For the three months ended September 30, 2008, we generated $2.773 billion in net operating revenues, a growth of 23.4% over the three months ended September 30, 2007, and $50.4 million of net income, an increase of 381.7% over the three months ended September 30, 2007. For the three months ended September 30, 2008, consolidated admissions increased 22.6% and adjusted admissions increased 21.9% over the three months ended September 30, 2007. The increases in net operating revenue and volume reflect our acquisition of the former Triad hospitals and improvements in revenue per adjusted admission.

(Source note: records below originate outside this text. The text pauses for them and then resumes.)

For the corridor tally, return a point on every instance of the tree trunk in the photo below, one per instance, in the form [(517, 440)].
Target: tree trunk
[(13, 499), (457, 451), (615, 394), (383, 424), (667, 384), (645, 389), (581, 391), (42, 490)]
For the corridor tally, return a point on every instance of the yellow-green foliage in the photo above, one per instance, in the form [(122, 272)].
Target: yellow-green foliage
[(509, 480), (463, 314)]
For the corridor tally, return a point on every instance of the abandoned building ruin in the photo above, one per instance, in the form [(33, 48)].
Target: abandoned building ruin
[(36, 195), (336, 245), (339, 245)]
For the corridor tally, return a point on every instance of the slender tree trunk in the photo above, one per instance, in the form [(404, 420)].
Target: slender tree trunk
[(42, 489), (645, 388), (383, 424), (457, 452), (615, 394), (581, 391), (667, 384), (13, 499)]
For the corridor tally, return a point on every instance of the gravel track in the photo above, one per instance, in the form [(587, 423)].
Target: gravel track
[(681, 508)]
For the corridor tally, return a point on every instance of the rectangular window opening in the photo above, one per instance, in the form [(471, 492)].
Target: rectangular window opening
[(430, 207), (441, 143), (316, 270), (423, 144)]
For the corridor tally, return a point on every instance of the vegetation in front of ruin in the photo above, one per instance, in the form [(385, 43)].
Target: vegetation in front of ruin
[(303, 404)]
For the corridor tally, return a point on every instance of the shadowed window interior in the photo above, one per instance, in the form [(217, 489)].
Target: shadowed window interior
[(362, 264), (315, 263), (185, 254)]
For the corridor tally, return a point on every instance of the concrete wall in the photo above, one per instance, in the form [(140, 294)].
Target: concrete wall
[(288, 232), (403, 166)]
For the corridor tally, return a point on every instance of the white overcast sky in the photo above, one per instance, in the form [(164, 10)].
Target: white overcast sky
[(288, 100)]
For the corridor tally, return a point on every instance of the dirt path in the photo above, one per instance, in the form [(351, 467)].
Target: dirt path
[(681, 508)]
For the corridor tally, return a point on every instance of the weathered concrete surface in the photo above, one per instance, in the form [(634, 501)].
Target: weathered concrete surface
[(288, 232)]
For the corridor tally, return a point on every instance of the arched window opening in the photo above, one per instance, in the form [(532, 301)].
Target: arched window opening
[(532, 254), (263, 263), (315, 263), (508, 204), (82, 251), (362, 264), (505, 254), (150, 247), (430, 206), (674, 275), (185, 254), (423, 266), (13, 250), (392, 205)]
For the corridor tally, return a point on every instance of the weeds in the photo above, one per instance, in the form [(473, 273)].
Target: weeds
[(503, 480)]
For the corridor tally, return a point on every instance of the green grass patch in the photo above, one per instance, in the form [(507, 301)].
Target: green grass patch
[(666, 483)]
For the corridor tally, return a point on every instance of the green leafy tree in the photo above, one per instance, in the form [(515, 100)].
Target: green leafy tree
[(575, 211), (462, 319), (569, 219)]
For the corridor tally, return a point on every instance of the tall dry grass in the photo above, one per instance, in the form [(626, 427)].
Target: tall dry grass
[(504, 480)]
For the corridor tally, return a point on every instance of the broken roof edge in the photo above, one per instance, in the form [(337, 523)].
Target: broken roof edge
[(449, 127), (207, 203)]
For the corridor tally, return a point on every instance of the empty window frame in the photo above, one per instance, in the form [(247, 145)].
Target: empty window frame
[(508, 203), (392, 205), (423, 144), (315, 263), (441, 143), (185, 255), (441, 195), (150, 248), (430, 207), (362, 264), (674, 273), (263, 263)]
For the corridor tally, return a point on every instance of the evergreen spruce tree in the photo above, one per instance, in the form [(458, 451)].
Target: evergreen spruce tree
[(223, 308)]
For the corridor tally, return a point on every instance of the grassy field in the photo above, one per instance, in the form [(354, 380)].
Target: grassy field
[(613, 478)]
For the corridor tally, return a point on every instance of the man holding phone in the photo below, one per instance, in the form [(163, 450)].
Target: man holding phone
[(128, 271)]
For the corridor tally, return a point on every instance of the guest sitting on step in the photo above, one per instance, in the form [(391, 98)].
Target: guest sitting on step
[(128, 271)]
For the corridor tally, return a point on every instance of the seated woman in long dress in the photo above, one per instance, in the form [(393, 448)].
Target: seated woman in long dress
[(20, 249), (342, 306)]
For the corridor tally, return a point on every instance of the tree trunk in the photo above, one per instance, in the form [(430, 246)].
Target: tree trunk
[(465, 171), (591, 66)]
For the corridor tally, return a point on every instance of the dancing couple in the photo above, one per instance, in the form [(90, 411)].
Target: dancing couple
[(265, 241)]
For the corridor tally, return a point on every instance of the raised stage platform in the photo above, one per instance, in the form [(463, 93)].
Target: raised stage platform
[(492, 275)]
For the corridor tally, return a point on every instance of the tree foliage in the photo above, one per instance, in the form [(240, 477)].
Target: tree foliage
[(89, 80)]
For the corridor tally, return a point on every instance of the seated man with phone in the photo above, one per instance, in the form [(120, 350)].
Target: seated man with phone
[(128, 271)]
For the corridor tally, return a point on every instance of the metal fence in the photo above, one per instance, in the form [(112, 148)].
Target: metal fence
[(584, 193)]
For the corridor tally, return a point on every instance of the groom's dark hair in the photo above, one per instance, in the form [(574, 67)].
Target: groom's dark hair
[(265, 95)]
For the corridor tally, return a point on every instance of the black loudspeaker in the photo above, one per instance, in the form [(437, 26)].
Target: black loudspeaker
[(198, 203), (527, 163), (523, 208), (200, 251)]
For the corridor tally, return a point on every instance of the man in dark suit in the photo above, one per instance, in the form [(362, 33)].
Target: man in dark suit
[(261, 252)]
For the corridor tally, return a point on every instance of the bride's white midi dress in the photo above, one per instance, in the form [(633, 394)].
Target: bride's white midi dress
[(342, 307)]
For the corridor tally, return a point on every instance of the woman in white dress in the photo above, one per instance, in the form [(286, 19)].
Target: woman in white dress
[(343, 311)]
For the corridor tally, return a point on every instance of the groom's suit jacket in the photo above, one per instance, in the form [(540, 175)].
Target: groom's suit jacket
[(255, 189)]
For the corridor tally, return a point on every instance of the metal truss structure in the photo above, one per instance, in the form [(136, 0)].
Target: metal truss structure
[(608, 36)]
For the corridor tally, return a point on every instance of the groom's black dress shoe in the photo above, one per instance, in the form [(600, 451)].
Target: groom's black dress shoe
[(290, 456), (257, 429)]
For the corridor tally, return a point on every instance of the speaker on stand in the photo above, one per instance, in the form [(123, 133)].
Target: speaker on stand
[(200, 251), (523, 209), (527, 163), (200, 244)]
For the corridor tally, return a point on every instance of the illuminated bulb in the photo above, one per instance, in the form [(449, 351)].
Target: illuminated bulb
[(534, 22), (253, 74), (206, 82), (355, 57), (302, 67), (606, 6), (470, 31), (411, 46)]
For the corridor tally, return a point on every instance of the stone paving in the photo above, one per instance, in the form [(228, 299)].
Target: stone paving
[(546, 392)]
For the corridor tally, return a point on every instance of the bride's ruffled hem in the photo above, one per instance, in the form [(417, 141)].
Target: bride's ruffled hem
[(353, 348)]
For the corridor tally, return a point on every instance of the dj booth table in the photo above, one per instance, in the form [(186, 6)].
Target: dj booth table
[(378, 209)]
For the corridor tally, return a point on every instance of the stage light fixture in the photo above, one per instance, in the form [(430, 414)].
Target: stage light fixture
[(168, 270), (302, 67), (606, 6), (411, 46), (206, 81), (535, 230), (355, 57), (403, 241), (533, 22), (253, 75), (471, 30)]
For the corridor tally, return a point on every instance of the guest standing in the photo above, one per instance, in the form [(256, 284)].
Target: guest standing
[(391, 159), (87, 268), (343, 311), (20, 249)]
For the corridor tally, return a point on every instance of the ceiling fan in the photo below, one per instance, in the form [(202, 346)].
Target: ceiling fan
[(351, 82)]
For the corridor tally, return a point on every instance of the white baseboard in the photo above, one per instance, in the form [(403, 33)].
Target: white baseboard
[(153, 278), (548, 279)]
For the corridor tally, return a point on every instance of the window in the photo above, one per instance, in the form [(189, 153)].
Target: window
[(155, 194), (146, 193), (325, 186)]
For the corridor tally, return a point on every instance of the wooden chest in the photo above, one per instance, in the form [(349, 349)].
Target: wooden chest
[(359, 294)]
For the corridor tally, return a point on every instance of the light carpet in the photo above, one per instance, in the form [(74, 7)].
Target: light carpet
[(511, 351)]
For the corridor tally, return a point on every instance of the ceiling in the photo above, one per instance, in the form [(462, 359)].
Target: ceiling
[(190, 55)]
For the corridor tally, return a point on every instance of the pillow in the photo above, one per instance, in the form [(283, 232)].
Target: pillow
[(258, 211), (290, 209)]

For the nine months ended September 30, 2008, we generated $8.191 billion in net operating revenues, a growth of 78.1% over the nine months ended September 30, 2007, and $158.4 million of net income, an increase of 33.6% over the nine months ended September 30, 2007. For the nine months ended September 30, 2008, consolidated admissions increased 68.9% and adjusted admissions increased 63.9% over the nine months ended September 30, 2007. The increases in net operating revenue and volume reflect our acquisition of the former Triad hospitals and improvements in revenue per adjusted admission.

We believe there continues to be ample opportunity for growth in substantially all of our markets by decreasing the need for patients to travel outside their communities for health care services. Furthermore, we continue to benefit from synergies from the Triad acquisition and will continue to strive to improve operating efficiencies and procedures in order to improve our profitability at all of our hospitals.